Knowledge, Skills and Abilities required:
- Detail oriented.
- Knowledgeable, or willing to learn about continuous quality improvement.
- Strong commitment to working with patients and staff from a wide range of ethnic, economic, cultural, and social backgrounds.
- Valid driver’s license, reliable transportation, safe driving record and insurance coverage.
- Bilingual English/Spanish preferred.
Education and Experience Required:
- Current active medical license (MD or DO) to practice medicine in Oregon and DEA registration.

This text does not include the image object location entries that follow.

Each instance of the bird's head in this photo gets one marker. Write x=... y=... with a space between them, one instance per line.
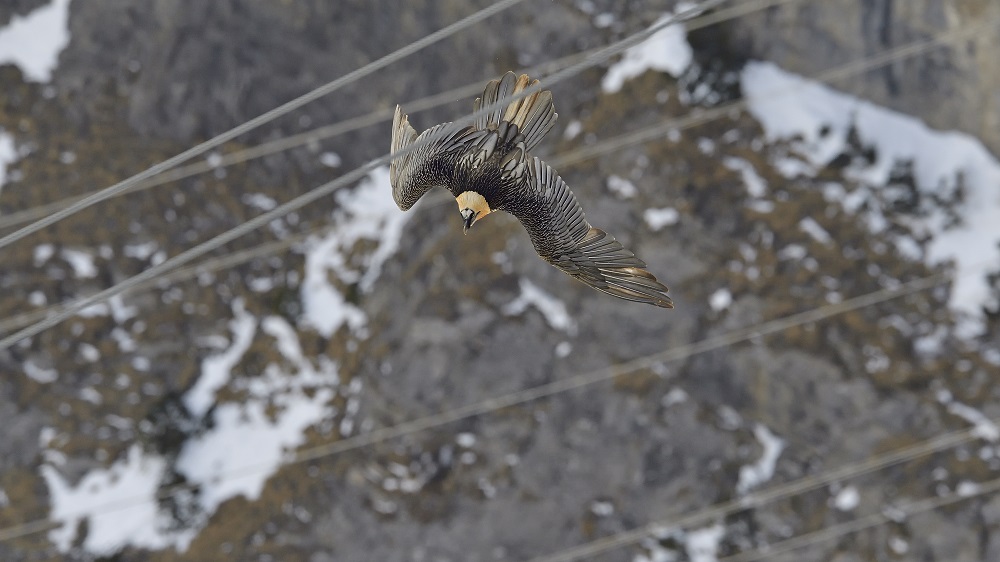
x=473 y=207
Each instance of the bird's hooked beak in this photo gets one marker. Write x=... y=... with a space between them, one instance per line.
x=469 y=216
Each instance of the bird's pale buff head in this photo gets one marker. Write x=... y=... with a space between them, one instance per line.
x=473 y=207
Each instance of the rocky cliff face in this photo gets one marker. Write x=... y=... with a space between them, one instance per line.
x=389 y=319
x=955 y=86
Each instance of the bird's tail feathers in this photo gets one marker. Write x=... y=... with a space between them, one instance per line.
x=533 y=115
x=403 y=134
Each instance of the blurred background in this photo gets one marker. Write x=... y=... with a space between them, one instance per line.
x=793 y=155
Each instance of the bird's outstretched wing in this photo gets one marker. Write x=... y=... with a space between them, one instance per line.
x=563 y=237
x=412 y=174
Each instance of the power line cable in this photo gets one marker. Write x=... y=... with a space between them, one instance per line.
x=775 y=493
x=356 y=123
x=348 y=178
x=271 y=115
x=643 y=135
x=863 y=523
x=426 y=423
x=578 y=381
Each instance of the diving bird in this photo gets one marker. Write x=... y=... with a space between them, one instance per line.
x=487 y=167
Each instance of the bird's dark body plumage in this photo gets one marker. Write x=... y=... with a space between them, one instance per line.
x=487 y=168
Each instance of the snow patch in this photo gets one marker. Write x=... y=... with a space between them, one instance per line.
x=818 y=121
x=574 y=128
x=621 y=187
x=720 y=300
x=847 y=499
x=553 y=309
x=667 y=50
x=244 y=445
x=659 y=218
x=760 y=472
x=818 y=233
x=703 y=544
x=330 y=159
x=216 y=370
x=130 y=486
x=7 y=154
x=366 y=213
x=33 y=42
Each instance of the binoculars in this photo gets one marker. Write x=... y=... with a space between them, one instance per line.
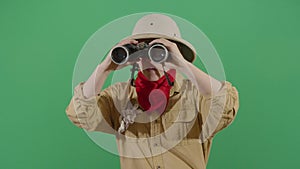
x=129 y=52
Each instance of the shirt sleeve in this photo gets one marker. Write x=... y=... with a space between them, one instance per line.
x=218 y=111
x=91 y=114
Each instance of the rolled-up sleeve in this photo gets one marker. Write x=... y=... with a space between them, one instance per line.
x=91 y=114
x=219 y=111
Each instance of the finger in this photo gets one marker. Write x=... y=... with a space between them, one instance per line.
x=161 y=40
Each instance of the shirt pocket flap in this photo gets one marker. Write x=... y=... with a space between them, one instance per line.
x=183 y=116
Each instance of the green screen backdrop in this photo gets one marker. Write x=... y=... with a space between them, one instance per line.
x=257 y=41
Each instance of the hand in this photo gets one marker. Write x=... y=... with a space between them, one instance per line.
x=109 y=64
x=175 y=58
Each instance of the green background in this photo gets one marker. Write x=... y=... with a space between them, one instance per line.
x=257 y=40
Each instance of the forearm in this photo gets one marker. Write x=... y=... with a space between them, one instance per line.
x=95 y=82
x=205 y=84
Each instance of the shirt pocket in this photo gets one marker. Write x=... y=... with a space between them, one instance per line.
x=177 y=126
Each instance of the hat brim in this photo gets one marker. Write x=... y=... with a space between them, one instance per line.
x=186 y=49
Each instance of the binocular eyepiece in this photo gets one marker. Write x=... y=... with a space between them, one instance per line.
x=157 y=52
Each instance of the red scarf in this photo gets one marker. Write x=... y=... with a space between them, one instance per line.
x=154 y=95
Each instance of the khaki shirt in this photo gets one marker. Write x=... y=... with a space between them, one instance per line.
x=179 y=138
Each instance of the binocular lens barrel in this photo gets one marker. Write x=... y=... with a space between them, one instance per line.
x=119 y=55
x=157 y=53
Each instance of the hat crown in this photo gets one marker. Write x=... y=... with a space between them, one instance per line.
x=157 y=24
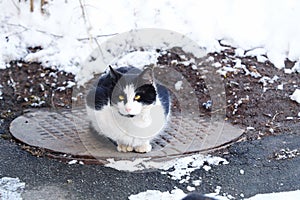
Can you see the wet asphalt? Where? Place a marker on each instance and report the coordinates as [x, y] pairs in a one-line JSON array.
[[254, 167]]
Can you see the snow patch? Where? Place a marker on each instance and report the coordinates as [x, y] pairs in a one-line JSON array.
[[176, 194], [291, 195]]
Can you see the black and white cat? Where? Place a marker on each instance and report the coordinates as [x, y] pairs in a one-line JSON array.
[[128, 107]]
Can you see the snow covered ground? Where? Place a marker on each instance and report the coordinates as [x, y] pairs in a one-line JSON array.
[[255, 27]]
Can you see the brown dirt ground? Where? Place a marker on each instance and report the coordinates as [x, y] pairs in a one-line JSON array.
[[26, 85]]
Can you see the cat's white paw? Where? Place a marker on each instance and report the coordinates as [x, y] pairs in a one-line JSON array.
[[124, 148], [143, 148]]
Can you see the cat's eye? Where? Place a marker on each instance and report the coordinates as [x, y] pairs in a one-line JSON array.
[[137, 97], [121, 97]]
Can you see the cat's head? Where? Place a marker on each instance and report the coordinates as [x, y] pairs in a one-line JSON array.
[[133, 92]]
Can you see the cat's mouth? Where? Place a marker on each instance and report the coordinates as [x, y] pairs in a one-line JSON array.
[[129, 116]]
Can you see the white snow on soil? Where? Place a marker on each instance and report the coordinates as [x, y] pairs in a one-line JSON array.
[[178, 194], [11, 188], [265, 29], [175, 194], [296, 96], [291, 195]]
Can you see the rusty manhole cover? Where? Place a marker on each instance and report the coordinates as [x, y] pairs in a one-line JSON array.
[[69, 132]]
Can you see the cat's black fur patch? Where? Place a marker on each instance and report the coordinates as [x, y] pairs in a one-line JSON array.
[[110, 86]]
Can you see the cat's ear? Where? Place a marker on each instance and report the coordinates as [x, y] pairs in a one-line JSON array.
[[147, 76], [114, 74]]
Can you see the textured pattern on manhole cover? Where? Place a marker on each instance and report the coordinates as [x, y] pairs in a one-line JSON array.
[[69, 132]]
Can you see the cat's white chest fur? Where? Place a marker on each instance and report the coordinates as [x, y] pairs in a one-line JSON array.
[[131, 133]]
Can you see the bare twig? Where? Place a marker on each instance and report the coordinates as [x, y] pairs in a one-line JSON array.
[[31, 6], [98, 36], [17, 7]]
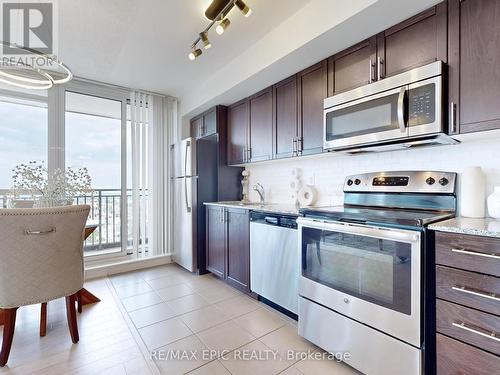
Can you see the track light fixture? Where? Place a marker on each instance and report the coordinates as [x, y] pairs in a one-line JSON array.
[[195, 52], [245, 9], [217, 12], [204, 40], [222, 26]]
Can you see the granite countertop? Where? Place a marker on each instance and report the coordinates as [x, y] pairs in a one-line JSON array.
[[278, 208], [486, 227]]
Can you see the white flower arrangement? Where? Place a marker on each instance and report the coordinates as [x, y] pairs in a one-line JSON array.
[[49, 189]]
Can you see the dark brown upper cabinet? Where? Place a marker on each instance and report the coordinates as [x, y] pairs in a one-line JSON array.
[[417, 41], [238, 118], [312, 90], [285, 118], [206, 123], [474, 69], [261, 125], [352, 67]]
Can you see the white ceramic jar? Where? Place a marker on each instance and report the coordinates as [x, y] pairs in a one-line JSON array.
[[473, 193], [494, 203]]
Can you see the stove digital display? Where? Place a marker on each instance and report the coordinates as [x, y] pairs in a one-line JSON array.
[[391, 181]]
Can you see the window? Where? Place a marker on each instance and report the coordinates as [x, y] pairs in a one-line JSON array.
[[93, 132], [23, 134]]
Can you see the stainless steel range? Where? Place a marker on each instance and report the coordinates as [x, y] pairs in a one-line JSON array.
[[366, 268]]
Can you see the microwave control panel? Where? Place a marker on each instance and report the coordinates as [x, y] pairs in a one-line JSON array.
[[422, 105]]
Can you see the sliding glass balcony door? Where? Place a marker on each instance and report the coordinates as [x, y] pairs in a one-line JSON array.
[[94, 140]]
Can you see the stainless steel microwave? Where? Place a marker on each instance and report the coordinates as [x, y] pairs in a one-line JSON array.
[[407, 106]]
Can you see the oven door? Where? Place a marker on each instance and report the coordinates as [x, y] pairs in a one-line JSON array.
[[371, 119], [369, 274]]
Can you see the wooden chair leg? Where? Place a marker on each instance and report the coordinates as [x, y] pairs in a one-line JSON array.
[[79, 301], [71, 314], [8, 334], [43, 319]]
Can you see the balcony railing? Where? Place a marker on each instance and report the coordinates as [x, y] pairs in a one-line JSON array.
[[105, 210]]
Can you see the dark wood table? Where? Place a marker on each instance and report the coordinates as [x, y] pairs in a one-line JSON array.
[[84, 296]]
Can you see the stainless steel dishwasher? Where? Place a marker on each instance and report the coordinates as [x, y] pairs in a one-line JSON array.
[[274, 258]]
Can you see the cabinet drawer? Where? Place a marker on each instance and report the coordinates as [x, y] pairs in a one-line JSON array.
[[467, 325], [474, 290], [471, 253], [457, 358]]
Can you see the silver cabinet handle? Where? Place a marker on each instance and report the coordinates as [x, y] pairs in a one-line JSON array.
[[401, 109], [30, 232], [476, 253], [478, 331], [475, 292], [372, 67], [452, 117], [380, 62]]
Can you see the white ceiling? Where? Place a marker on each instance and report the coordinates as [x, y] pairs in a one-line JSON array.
[[144, 44]]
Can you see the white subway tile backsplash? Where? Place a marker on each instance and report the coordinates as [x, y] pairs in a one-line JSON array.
[[327, 172]]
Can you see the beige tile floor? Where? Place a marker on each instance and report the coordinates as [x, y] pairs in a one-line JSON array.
[[178, 312], [165, 310]]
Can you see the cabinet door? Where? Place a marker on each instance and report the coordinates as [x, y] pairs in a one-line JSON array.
[[238, 248], [216, 240], [312, 91], [261, 126], [237, 131], [353, 67], [474, 71], [285, 118], [196, 127], [417, 41], [210, 122]]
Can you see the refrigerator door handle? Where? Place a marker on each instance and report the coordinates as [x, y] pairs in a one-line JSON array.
[[188, 208], [188, 144]]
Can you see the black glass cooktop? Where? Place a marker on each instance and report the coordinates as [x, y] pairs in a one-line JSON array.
[[376, 216]]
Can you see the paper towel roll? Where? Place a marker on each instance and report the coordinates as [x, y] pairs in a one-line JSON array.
[[473, 192], [307, 196], [295, 185]]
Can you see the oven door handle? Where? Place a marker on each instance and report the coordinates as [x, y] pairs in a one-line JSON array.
[[362, 230]]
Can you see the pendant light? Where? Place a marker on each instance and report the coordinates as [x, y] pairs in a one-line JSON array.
[[31, 71]]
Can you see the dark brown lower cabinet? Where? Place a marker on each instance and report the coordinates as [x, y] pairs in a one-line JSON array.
[[467, 307], [228, 245], [238, 248], [216, 240]]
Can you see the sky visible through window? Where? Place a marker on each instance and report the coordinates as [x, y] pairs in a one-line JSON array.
[[23, 138], [91, 141], [94, 142]]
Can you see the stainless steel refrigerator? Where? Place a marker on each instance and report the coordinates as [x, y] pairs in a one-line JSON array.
[[184, 201], [201, 175]]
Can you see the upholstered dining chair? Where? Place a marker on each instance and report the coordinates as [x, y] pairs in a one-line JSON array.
[[41, 259]]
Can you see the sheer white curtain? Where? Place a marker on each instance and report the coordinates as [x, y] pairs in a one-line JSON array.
[[151, 120]]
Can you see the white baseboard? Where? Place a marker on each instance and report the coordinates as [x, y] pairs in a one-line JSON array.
[[128, 265]]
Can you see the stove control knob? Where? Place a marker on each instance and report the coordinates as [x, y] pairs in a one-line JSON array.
[[444, 181]]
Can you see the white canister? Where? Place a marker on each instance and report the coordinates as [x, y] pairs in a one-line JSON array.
[[473, 192], [494, 203]]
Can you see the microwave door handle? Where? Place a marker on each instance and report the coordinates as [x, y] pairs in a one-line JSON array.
[[402, 108]]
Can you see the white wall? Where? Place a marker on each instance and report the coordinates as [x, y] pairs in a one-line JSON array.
[[327, 172]]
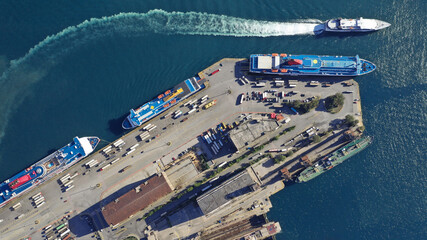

- Minimum 5 years prior clinical experience in outpatient primary care, and one year of medical leadership experience in outpatient clinic setting.
- Community health center clinical and administrative experience preferred.
Physical Requirements:
Percentage of time spent:
· Standing: 20%
· Walking: 25%
· Sitting: 50%
· Lifting/Carrying: up to 5% - frequently 5-20 lbs.; infrequent 20-40 lbs.
· Physically demanding tasks: May be asked to assist patient onto or off of exam table, etc.